It’s a tough call to make: it’s a work night and suddenly you’re feeling a little dizzy. A little tickle creeps into the back of your throat. Come to think of it, you’re feeling a little clammy too. Could be you’re coming down with something; but you’re not really sure about it. And what about that 9 a.m. meeting you’ve organized for tomorrow? Do you start emailing everyone now, or wait until 7 a.m. when you’re trying to get the kids ready for school in between emergency trips to the bathroom?
But what if there were an app that could predict whether you’ll be sick tomorrow, as well as whether your colleagues are getting sick?
Too creepy? Or awesomely practical?
That’s the question raised by an app designed by researchers at KTH’s Mobile Life research center. Right now, Illbook is a design specification, and it’s intended in part to provoke thought about how far we want to go with personal health in the Internet of Things.
The idea is that the app mines your personal data and applies analytics to predict when you will get sick. It draws on info that can be readily be collected from your mobile, including whom you met in recent days, if your child had symptoms of illness, and which of your colleagues have been ill.

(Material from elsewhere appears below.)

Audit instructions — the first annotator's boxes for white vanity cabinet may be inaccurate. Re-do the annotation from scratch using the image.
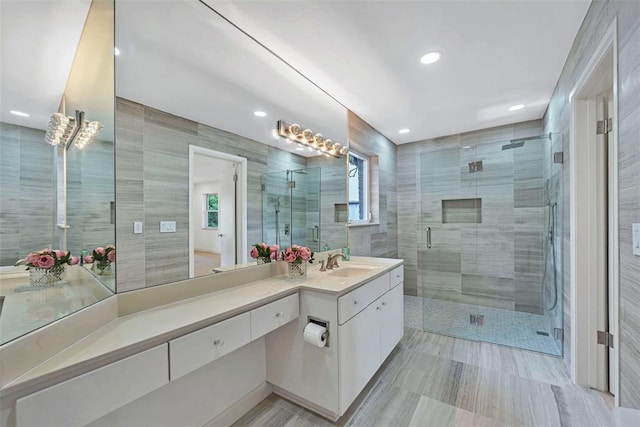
[16,345,169,427]
[265,263,404,421]
[338,281,404,413]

The app could also use sensors if you connect them. With enough data, it is possible to predict whether you — or even a colleague — will be sick tomorrow.

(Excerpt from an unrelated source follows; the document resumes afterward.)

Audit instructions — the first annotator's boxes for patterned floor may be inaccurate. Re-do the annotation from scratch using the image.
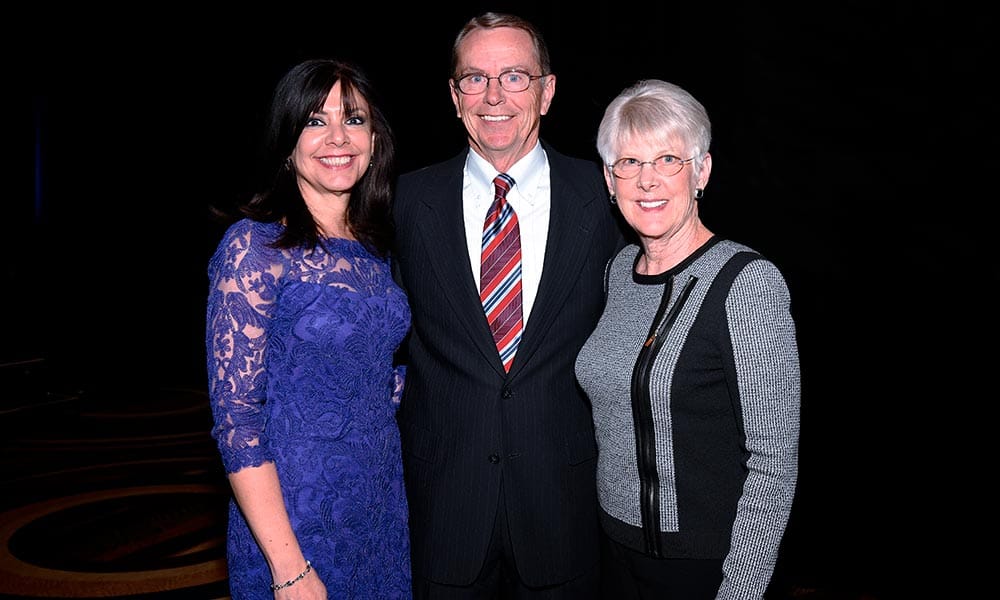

If you think this is starting to sound a little invasive, you’re not alone. According to the project site, these Illbook scenarios are intended to expose “policy issues that need to be addressed around data and employment regulations, as it makes visible tensions between efficiency and usefulness on the one hand and privacy and data ownership on the other. Furthermore, the designs reveal tensions around the stories that can be told about our bodies based on our digital traces.”
But, on the plus side, you won’t have to worry about canceling meetings while you’re vomiting. And you can proactively prevent the spread of infection at the office. You’re colleagues might just thank you — if you care to tell them you’ve been using data this way.